I spent the next 4-5 years in actually pretty decent shape, but at the time I somehow had no idea. I remember in 8th grade I was in a local play and my character's name was "Fat Sam". Of course to me, this made perfect sense. When a couple of my friends asked me "So how are you going to play a guy named Fat Sam? Are they going to have you wear a pillow under your shirt?" I was actually pretty irritated, thinking I was being patronized. It wasn't until around age 18-19 that I realized how much better off I had been before, because I had again, over the course of 6 months to a year, put on quite a bit of weight.

Since around 2005 I've made quite a few efforts to lose the weight, but I usually only last anywhere between 3-5 months before everything ends up going back to the way it was-and then getting worse. In the early spring of 2009, I started a plan that yielded the most success for me out of anything I've tried before, or since, and my failure at the end of that has made any subsequent attempts so much harder because I'm afraid that I won't be able to keep it up. In a period of about 5 months I lost a significant amount of weight (I don't remember exactly how much but it was to the point that people started to really notice unprompted. I was getting a LOT of comments.) And as it usually goes, I ended up dropping the ball and gaining all the weight back. This time I actually believed it was going to happen for me though, so the anger I felt towards myself was pretty severe. Since then, even when I'm doing really well, there is a constant voice in the back of my mind saying "this will not last." or "what makes this time different?". It can be pretty discouraging, because I have gotten close to success before, but I've never actually made it.

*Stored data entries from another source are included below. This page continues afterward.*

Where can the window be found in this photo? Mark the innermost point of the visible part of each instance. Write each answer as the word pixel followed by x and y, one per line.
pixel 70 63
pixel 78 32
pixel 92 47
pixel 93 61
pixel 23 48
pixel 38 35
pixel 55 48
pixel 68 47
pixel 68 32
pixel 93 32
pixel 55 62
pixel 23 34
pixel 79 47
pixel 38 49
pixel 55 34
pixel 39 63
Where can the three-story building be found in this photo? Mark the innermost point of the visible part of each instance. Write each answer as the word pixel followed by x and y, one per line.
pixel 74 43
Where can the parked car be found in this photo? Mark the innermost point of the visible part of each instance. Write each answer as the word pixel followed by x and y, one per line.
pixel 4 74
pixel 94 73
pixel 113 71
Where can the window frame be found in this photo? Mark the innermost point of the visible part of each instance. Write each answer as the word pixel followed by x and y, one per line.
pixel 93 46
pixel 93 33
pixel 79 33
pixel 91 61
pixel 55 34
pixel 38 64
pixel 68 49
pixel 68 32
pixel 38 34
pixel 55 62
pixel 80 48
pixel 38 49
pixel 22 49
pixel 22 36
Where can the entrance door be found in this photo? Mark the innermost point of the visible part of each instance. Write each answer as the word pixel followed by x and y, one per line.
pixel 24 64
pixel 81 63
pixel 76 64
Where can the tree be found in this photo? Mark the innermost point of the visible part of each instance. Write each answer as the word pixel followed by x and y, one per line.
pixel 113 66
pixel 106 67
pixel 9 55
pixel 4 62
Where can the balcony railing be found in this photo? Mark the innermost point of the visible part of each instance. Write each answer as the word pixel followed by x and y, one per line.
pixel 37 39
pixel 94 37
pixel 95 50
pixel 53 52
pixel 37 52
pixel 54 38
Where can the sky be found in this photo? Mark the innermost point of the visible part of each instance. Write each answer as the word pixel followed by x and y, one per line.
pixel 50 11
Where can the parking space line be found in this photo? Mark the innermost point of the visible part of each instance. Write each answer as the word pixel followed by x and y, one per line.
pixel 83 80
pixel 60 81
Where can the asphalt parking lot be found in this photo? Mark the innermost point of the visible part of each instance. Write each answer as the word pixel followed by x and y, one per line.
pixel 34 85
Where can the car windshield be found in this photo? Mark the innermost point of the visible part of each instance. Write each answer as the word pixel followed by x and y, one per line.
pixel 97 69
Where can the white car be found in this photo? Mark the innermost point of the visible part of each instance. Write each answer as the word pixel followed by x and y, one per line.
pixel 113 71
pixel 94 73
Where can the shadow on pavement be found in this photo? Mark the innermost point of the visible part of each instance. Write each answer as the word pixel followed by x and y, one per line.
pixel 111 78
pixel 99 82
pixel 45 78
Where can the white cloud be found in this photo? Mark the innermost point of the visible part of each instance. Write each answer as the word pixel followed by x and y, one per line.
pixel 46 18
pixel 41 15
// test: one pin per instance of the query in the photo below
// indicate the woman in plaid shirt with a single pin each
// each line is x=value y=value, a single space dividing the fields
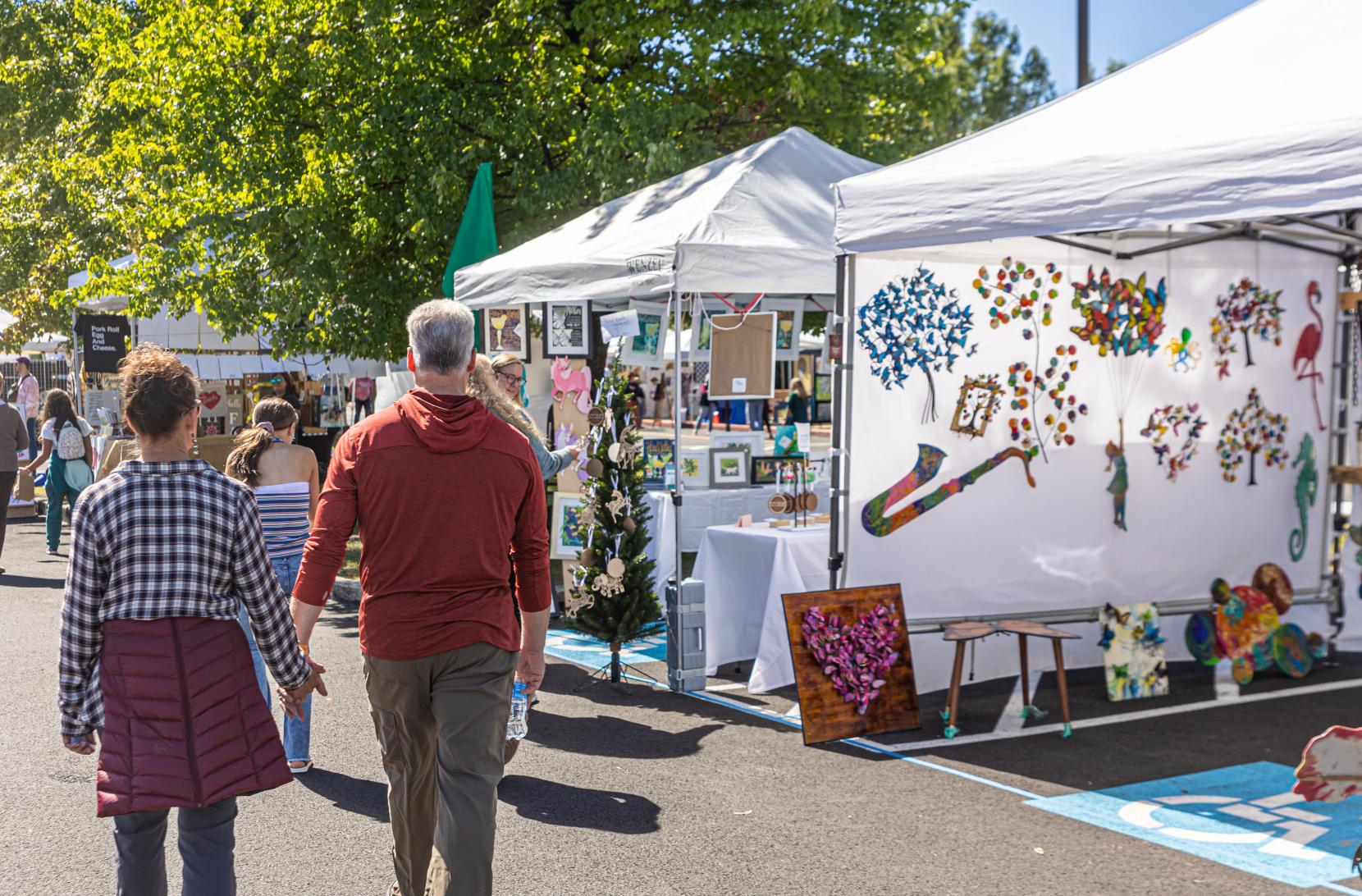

At this point in my life, I'm about 90 pounds overweight at nearly 260 pounds-the worst shape of my life. I'm only 5"8 so I should be somewhere around the 170-180 range. I guess I am hoping there are some of you a lot farther along than me who know what I'm going through, and have some advice for how to control my attitude.

The good news is, I've been working with a trainer as of the last six weeks, and have also been doing some workouts on my own and with my wife for the last week or so. I'm starting to drop some weight, and I REALLY want this time to be the last. I just turned 27, and would really like to get into the best shape I can before my youth is gone and I missed it completely.

Thanks for reading guys. It feels SO good to actually get this stuff out.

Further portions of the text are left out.